Read On the Island of Fire - Four Tales of Santorini Page 2

Pegasus challenges the Chimaera

  Bellerophon looses a shower of arrows, then thrusts his spear into the monster’s mouth. A lump of lead which Bellerophon had put on the end, melts in the leaping flames and runs red hot, into the Chimaera’s stomach. Her lion’s head lolls, the red eyes wide in alarm, then the heavy lids close. The goat’s head tries to butt Alizides but then droops, while the thrashing viper’s tail falls with a thud to the ground.

  With a howl, the Chimaera crumples on the ledge. Bellerophon pushes her over the edge with his spear and she falls with a SPLASH into the black sea below.

  Magically, the night has flown. Bellerophon urges Alizides into the dawn, reaching rosy fingers over the sighing sea towards the misty peaks.

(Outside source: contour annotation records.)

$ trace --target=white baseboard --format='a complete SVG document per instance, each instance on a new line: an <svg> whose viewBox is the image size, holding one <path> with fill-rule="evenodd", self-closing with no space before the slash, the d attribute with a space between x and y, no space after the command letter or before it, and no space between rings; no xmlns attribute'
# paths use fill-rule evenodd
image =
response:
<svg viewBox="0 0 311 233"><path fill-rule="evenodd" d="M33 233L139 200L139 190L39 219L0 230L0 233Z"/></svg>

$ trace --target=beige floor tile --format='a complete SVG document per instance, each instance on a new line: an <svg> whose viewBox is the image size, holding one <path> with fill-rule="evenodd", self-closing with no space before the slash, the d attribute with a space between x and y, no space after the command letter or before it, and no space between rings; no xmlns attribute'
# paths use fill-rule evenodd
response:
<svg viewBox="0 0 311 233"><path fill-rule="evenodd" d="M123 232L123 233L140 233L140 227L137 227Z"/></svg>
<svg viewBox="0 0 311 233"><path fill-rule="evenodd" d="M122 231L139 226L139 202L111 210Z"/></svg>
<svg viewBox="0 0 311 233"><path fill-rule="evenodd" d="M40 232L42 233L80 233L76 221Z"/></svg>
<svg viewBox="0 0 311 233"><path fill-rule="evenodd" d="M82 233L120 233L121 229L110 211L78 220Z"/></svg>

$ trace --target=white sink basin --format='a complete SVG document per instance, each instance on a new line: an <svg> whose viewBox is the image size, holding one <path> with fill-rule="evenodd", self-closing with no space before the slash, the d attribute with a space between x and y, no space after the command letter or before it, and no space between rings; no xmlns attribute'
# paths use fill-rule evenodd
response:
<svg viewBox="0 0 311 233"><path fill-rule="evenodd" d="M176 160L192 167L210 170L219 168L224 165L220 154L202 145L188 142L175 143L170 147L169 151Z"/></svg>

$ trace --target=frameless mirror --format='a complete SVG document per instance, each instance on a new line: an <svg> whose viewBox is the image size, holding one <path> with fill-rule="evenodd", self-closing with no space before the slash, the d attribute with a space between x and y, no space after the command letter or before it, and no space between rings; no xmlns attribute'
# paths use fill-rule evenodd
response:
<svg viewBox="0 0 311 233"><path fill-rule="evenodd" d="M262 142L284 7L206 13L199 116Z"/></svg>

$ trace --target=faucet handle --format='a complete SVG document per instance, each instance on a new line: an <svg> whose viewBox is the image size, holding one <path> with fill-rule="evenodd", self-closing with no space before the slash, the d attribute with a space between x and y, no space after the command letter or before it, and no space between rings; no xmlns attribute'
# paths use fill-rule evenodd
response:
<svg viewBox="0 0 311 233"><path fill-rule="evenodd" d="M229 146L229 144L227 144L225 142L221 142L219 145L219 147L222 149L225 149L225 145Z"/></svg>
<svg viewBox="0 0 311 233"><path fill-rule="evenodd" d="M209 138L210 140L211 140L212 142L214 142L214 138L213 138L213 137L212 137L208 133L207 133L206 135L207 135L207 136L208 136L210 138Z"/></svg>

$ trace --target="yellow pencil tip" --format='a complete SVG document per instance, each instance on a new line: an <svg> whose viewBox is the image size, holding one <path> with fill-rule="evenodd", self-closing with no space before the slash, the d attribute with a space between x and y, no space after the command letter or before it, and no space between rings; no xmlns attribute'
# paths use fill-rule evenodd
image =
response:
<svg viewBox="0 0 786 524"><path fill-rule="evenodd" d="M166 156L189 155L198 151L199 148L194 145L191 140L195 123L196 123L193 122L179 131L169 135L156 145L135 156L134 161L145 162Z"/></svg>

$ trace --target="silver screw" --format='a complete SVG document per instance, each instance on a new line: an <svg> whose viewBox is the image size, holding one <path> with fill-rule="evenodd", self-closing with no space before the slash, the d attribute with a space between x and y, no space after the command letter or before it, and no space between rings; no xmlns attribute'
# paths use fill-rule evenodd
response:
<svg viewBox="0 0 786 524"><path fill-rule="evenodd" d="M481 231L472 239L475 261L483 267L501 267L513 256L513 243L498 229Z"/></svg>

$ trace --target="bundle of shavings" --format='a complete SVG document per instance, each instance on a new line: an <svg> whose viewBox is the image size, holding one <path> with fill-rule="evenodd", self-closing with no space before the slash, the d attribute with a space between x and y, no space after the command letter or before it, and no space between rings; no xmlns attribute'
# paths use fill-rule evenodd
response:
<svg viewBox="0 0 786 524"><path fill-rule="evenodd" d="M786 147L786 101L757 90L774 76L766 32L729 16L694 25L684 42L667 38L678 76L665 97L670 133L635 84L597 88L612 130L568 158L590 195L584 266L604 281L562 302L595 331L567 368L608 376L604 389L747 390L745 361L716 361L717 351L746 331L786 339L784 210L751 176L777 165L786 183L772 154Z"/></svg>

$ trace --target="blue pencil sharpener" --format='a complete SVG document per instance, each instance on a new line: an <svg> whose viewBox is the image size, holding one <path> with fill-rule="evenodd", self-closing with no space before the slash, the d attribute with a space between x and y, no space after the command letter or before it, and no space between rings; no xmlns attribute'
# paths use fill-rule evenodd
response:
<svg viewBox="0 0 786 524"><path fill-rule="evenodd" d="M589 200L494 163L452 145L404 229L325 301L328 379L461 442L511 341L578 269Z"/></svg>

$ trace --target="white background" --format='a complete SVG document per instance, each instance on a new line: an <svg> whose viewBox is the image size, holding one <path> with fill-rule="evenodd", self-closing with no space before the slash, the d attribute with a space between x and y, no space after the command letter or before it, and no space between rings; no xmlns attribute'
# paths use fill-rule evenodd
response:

  “I’m a God!” shouts Bellerophon, bouncing proudly on the donkey’s back. But Alizides is exhausted. He flaps his white wings slowly and thinks of deep straw in his cool shed on Therasia.

  But they are flying towards Mount Olympus, the home of the Gods. Flapping wearily over the summit, Alizides sees dimly in the swirling mist, a huge figure with a curly black beard, full of birds’ nests, frowning up at them. Zeus, the greatest of the Gods. He shakes a hairy fist at Bellerophon, who dares to think himself a God. And Alizides flies on, terrified and dazzled by the morning sun.

  Suddenly, a gadfly sent by Zeus, nips him sharply under the tail. He soars so sharply, Bellerophon tumbles off and falls like a stone through the blue air into the silver sea.

  Alizides turns, as though urged by some invisible hand, and flaps back to Mount Olympus. Again, he sees the huge head of Zeus, his eyes black as coals, watching him through the clouds. Shadows of the distant land move over the great furrows of his forehead.

  “You will stay with me Pegasus!” he booms in a voice that sends a shower of rocks rolling down Mount Olympus. “I shall use you to carry my thunderbolts around the world.”

  Alizides opens his eyes as something bumps onto his back. He is standing at the top of the steep path near Manolas. Pedros has mounted him for the journey to the port. There is no sign of his wonderful white wings. He clops back down the path, looking wistfully now and then at the wheeling seabirds.

  Suddenly a fly nips Alizides under the tail. He shies, and Pedros, half asleep, tumbles from his back. Remembering Bellerophon, Alizides plants himself between Pedros and the edge of the cliff, so he cannot roll over. Stunned, Pedros stumbles to his feet and onto Alizides’s back. But as they clop slowly to the port, a goat leaps from a rock above and stands obdurately in their path.

  “Out of the way!” shouts Pedros and brandishes his stick. Alizides shivers and, for a moment, sees the monstrous Chimaera and instead of Pedros’s short stick, Bellerophon’s gleaming spear. The goat bounds up the rugged rock and vanishes.

  But as they plod on down the path, a distant roll of thunder, like the warning voice of an ancient God, echoes over the Caldera.